Murroe  (), officially spelled Moroe, is a village in County Limerick, Ireland.

Environs

Murroe is located in the north-eastern part of County Limerick, approximately 15 km from Limerick City and close to the County Tipperary border. Nearby towns include Cappamore and Newport. The village is located on the R506 road. It is surrounded by the Slieve Felim Mountains.

History
The first Roman Catholic church was erected in Murroe village around 1731. This was replaced by a second church on the main street in 1807. The parish priest in 1808 was Daniel O'Brien. This second church was described as by Samuel Lewis in 1837 “a large and handsome building”. The third and final church was erected in 1905. There were two fairs held in the village (in April and October) from at least 1825.

The village expanded in the late 1820s with the arrival of the Anglican Rev. Thomas P. Le Fanu (father of Sheridan Le Fanu) to the neighbouring parish of Abington and Sir Matthew Barrington (1788–1861), 2nd Barrington baronets of Limerick to Glenstal Castle. In 1828, Le Fanu and Matthew Barrington established a dispensary on the main street. In 1926, Glenstal Castle became Glenstal Abbey monastery and boarding school.

Murroe once had eight primary schools in the area. Each of the schools, called Murroe, Clonkeen, Eyon, Kiskiquirk were split into a boys' and girls' school.

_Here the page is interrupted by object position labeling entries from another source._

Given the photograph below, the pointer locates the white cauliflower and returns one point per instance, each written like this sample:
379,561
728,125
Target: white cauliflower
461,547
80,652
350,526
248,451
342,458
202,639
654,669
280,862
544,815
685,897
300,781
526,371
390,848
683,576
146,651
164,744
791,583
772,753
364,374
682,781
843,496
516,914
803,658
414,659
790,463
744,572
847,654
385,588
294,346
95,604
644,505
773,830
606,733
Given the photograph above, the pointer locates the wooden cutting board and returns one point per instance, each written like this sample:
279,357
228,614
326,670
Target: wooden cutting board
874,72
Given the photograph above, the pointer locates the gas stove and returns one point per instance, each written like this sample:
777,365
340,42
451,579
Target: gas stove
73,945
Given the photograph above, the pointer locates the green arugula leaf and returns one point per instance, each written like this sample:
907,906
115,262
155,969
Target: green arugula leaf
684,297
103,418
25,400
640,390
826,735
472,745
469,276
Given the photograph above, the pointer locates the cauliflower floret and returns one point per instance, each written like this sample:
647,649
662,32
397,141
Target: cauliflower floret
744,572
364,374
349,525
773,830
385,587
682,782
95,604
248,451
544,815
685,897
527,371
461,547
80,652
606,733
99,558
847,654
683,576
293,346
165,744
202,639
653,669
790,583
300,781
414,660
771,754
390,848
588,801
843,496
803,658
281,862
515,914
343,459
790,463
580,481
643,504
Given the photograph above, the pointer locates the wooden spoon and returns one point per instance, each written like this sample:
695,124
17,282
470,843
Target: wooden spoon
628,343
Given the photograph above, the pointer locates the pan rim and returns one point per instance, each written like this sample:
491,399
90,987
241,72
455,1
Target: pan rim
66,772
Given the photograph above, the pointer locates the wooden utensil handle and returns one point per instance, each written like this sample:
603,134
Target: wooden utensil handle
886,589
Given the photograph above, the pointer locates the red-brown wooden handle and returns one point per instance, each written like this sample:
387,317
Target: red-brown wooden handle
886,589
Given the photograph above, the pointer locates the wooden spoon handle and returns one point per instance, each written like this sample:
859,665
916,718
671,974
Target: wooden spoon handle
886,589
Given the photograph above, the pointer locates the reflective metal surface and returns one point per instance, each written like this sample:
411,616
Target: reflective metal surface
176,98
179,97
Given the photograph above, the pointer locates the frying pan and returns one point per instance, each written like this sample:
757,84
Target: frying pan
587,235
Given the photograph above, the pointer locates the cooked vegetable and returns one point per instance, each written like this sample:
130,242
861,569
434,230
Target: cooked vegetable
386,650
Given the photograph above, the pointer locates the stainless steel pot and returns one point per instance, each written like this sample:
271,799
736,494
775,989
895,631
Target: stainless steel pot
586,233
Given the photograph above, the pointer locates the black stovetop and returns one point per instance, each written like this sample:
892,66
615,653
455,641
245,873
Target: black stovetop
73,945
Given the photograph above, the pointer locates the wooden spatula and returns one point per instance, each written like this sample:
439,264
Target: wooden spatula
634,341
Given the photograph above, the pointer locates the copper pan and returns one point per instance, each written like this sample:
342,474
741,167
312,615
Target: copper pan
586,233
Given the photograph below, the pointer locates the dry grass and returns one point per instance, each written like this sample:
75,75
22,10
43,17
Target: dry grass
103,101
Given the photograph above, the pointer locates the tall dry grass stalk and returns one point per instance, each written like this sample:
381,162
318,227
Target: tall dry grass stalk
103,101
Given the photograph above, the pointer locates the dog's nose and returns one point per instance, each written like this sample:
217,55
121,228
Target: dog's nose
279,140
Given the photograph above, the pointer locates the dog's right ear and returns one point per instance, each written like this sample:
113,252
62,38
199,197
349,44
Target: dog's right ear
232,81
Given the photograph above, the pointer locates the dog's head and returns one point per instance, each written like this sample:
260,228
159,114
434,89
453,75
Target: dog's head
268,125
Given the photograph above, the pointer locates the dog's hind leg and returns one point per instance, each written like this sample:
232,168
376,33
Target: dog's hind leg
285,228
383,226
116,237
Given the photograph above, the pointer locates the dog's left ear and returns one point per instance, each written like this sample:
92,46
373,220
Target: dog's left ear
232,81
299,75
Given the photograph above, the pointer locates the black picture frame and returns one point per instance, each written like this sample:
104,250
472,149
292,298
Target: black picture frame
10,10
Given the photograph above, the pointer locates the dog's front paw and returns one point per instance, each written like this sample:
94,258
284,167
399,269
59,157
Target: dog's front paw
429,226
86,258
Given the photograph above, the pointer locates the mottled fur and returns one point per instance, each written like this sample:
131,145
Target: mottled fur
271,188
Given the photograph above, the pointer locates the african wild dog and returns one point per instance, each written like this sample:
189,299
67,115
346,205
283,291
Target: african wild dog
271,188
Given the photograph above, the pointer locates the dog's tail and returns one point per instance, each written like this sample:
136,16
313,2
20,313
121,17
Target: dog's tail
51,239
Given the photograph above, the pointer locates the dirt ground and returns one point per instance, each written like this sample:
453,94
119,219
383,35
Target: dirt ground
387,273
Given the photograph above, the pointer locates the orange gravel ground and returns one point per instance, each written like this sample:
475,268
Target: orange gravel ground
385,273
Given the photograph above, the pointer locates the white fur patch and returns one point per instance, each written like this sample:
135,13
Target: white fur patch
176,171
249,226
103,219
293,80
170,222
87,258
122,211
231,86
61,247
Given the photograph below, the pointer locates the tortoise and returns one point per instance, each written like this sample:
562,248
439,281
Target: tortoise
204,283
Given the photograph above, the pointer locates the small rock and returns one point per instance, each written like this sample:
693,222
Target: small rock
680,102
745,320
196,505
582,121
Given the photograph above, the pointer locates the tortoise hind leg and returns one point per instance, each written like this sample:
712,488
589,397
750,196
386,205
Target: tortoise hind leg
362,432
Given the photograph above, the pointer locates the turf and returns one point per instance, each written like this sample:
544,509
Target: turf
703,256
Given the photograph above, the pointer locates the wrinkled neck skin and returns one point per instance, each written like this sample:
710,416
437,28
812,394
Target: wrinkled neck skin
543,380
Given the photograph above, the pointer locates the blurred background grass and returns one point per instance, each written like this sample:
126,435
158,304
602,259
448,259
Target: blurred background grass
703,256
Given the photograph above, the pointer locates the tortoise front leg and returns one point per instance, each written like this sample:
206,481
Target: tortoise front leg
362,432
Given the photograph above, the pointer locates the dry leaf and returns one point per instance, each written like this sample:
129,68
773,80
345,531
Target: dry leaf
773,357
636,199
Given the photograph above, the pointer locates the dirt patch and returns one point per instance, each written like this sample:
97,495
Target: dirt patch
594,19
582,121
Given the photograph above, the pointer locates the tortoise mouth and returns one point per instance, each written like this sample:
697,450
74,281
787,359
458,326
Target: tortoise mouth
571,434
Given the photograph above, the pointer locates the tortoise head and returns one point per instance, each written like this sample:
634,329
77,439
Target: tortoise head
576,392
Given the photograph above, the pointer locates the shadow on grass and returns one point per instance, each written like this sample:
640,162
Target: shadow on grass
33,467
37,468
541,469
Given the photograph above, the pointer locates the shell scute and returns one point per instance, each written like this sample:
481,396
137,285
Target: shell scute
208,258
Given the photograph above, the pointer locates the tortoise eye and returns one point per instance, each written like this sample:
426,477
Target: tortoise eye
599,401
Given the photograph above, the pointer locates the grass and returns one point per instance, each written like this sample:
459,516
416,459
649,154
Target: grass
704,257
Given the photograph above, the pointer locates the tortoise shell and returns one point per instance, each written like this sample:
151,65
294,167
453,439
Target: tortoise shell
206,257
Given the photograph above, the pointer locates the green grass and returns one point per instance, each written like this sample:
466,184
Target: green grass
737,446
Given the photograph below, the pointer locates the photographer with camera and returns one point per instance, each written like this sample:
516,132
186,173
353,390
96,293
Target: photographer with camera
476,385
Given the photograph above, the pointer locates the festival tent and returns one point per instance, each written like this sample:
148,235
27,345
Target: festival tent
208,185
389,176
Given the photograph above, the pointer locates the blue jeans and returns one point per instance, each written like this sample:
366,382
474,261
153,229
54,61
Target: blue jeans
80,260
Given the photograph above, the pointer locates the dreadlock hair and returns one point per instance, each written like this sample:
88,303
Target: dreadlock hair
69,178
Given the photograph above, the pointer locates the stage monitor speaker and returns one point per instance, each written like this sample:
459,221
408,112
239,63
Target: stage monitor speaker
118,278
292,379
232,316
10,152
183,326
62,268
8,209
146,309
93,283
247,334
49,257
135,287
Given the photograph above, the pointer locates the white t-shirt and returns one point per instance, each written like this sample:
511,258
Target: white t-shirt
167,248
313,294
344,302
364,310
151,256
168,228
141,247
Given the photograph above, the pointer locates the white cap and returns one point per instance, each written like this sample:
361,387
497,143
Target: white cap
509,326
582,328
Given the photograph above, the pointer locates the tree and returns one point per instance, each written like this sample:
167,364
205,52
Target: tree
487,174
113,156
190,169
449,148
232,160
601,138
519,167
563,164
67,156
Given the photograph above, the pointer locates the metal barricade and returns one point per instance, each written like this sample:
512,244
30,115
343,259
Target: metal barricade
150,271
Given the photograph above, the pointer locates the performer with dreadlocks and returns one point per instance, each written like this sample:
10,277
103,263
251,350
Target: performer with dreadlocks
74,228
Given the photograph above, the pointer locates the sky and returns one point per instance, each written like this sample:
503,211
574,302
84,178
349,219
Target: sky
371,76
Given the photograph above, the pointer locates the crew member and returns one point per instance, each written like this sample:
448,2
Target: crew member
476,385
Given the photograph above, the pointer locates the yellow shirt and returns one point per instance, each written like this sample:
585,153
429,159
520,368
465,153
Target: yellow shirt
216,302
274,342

John Canon Hayes, founder of Muintir na Tíre, was born in Murroe in 1882. He was a priest of the Archdiocese of Cashel and Emly, ordained at the Irish College, Paris in 1913 and died at Bansha, County Tipperary, where he was the parish priest, in 1957.

Landmarks 
The village contains the Murroe Memorial Cross, a prominent War of Independence memorial in the form of a modern highly decorated Celtic high cross. It was erected in May 1923 to commemorate the men of the east Limerick and Mid Limerick brigades of the Irish Republican Army who lost their lives in the Irish War of Independence. It is believed to be one of the first such large scale memorials erected in the State after the war.  

Clonkeen Church was founded as a monastery c. AD 600, is located approximately 4.4 km (2.7 ml) west of the village

Murroe is also situated near an older monastic settlement of Abbey Owney and is home to a number of historical houses and buildings, such as Brittas Castle and Thomond Scout centre.

Amenities
The Slieve Felim Way, a  long-distance trail through the Slieve Felim and Silvermine Mountains has a trail-head in the village. It is designated as a National Waymarked Trail by the National Trails Office of the Irish Sports Council and is managed by Shannon Development and Coillte.

The gardens and lands of Glenstal monastery are accessible to the public.

The Clare Glens wooded area along the banks of the Clare River is located on the edge of the townland towards Newport.

Sporting and cultural organisations in Murroe include Murroe Boher Amateur Dramatic Society, the Marion Active Retirement Club, Mulcair Men's Shed, Glenstal walkers, Murroe AFC (situated in Tubber), Murroe/Boher GAA, and Murroe-Boher Scouts.